With contributions from Cheryl Wischhover

THIS WEEK IN BEAUTY

How to reboot a faded beauty brand. Covergirl, Bliss, Perricone MD, H2O+ and Crabtree & Evelyn are among the decades-old brands that have executed a total makeover to in an effort to win back customers.

How beauty brands are using WeChat. A customisable Mini Programs tool has let brands from Benefit to Giorgio Armani Beauty enhance their experience on the Chinese messaging app.

Credo Beauty is cracking down on fragrance. The clean beauty retailer debuted a twofoldFragrance Transparency Policy that requires brands to disclose the source of the scent and asks for a full ingredients list.

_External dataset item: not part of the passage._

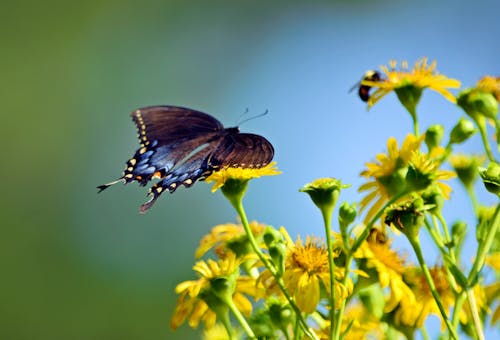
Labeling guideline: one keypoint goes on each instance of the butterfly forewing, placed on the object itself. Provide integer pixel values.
(171, 124)
(243, 150)
(180, 146)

Dover Street Market turns to beauty. The first Dover Street Parfums Market, which sells fragrance from Thom Browne and COMME des GARÇONS, bowed in Paris this week.

These were some beauty trends at Paris fashion week. Retro 70s hair, wet-looking hair and "bridge of the nose makeup" prevailed.

L'Oréal launches a dedicated e-commerce site for hair. The conglomerate this week introduced hair.com, a destination that sells its professional haircare brands from Redken, Kérastase and more.

Mama Cax talks about her disability and Savage x Fenty. The activist and amputee found out she was going to be part of the show four days before starring in it.